While there's more information at our fingertips than ever before, there's also more misinformation. With small newspapers shutting down across the United States, many towns are becoming "news deserts"—communities no longer covered by local newspapers.
Simon Galperin sought to fill this hole in Bloomfield, N.J., with the Bloomfield Information Project, which collects and shares news and information to people across the community. This longtime journalist has spent his career working to make news more accessible to the public, and he knew Bloomfield needed a different way to receive news.
"I've been looking at Zapier for years in hopes of being able to put it to work in journalism, but I [didn't] have the time or bandwidth to do so," Simon says.
The challenge: Manually curating information into a newsletter
In a listening session, Bloomfield residents told Simon that news and information in town came in pieces, with no single reliable source. He needed to bring all those pieces together and disseminate them to the public—a full-time job.
This news product wouldn't exist in its present form without Zapier.
Simon Galperin
The Bloomfield Information Project aggregates news through RSS, websites, online search, and CrowdTangle, a social monitoring tool. While verifying sources and information require a human touch, Simon used Zapier to help with some of the more tedious aspects.
"We use Mailparser.io to parse press releases we get sent by the municipality and county and Zapier readies them as posts on our WordPress site," he said.
Try the Bloomfield Information Project's press release parser by using Simon's Shared Zap. You'll be able to create your own copy to set up for yourself. Or, explore other ways to automate Mailparser with Zapier.
Google Sheets and Digest by Zapier also play a big role in Simon's newsgathering. Once information is curated into Google Sheets, where he writes headline summaries and links, a Zap adds those entries to Digest—a tool that allows Zapier users to aggregate anything into summaries.
Try the Bloomfield Information Project's content curation workflow with this Shared Zap.
When he's ready to publish his email newsletter, Simon uses Zapier's Chrome extension to release those digests, draft an email, and send him a copy in Gmail to look over.
Try the Bloomfield Information Project's digest publication Zap with this Shared Zap.
Zaps also help automate publication to the Bloomfield Information Project's Mailchimp newsletter, Instagram, and Twitter accounts.

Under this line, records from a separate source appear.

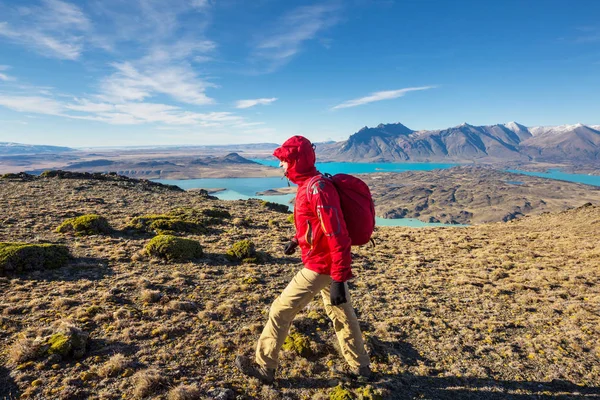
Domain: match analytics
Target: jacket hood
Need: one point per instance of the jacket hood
(299, 153)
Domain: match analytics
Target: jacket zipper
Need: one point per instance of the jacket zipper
(308, 237)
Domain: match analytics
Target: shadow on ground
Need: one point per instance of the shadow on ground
(406, 386)
(89, 268)
(8, 388)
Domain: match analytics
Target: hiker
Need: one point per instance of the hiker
(323, 239)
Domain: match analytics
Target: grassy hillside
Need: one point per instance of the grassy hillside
(504, 310)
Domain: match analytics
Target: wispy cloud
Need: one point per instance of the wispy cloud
(284, 39)
(55, 29)
(33, 104)
(129, 113)
(130, 83)
(254, 102)
(4, 77)
(379, 96)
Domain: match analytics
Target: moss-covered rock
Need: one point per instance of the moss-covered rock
(68, 341)
(90, 224)
(275, 206)
(178, 220)
(62, 340)
(369, 393)
(242, 250)
(173, 248)
(299, 344)
(243, 222)
(164, 224)
(340, 393)
(216, 213)
(19, 257)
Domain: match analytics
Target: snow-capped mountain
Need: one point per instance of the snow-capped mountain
(501, 142)
(7, 148)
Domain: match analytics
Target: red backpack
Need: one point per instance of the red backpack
(357, 206)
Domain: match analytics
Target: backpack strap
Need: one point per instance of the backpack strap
(312, 181)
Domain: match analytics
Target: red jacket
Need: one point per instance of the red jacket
(320, 226)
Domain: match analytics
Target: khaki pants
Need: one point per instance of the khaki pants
(298, 293)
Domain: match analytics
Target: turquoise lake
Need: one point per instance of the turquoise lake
(246, 188)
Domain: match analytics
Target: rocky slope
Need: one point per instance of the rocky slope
(493, 143)
(489, 312)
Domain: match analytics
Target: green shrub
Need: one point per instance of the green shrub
(216, 213)
(245, 222)
(340, 393)
(62, 339)
(173, 248)
(241, 250)
(368, 393)
(20, 257)
(275, 206)
(163, 224)
(178, 220)
(298, 343)
(90, 224)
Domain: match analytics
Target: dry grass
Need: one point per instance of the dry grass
(506, 309)
(147, 382)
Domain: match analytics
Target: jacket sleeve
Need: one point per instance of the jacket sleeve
(325, 202)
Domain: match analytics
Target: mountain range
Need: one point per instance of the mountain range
(8, 148)
(491, 143)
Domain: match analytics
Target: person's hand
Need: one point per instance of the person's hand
(290, 247)
(337, 293)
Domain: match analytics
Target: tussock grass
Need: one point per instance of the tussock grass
(505, 308)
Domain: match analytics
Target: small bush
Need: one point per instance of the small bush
(150, 296)
(62, 339)
(216, 213)
(165, 224)
(114, 366)
(19, 257)
(245, 222)
(184, 392)
(173, 248)
(368, 393)
(147, 382)
(90, 224)
(340, 393)
(242, 250)
(298, 343)
(275, 206)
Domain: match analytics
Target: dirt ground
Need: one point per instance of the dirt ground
(493, 311)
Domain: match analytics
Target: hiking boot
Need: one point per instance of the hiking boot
(360, 374)
(250, 368)
(363, 373)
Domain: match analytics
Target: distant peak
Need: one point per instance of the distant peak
(515, 126)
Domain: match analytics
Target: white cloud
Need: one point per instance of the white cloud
(200, 4)
(33, 104)
(59, 14)
(132, 84)
(4, 77)
(127, 113)
(254, 102)
(379, 96)
(54, 29)
(292, 30)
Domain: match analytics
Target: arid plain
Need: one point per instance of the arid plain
(501, 310)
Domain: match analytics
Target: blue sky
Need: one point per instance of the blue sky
(144, 72)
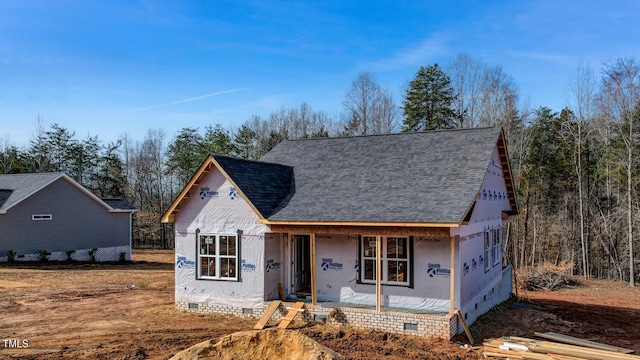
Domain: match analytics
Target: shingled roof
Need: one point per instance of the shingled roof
(412, 178)
(15, 188)
(426, 177)
(266, 185)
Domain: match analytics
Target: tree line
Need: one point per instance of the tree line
(576, 169)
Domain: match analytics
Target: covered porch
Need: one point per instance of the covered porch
(407, 269)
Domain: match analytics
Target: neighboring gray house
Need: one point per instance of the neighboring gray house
(51, 212)
(398, 232)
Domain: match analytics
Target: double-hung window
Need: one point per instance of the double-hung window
(487, 250)
(395, 257)
(497, 245)
(218, 257)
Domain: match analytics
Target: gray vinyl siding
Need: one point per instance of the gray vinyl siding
(78, 222)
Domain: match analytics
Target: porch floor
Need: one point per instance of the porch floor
(306, 298)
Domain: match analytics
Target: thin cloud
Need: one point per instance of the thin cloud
(182, 101)
(416, 54)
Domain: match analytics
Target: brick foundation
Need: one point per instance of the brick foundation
(388, 321)
(441, 326)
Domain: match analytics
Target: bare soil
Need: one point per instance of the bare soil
(126, 311)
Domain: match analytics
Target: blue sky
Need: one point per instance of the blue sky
(112, 67)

"Automation helps us put the news and information we find in the right places for publishing and sharing," Simon says.
Democratizing news through automation
The Bloomfield Information Project has shared almost 2,000 news items across its site, newsletter, and social media platforms since March. And with 400 email subscribers to the newsletter alone, there's a clear appetite in the community for news.
"This news product wouldn't exist in its present form without Zapier," says Simon. "To produce this much content, I'd have to be doing a lot more reporting and more manual publishing. It might be the sort of thing that would even take up most of my day."
With automation, Simon can focus on program development, community engagement, and other big picture projects for the Community Info Coop, his grander vision for news as a public utility.
"I believe that quality news and information is a human right and should be treated as a public good," he says. "I'm working on developing policy and practice to make that happen."
And with the Bloomfield Information Project as a pilot, automation has helped Simon begin to fill a gap in New Jersey's news deserts.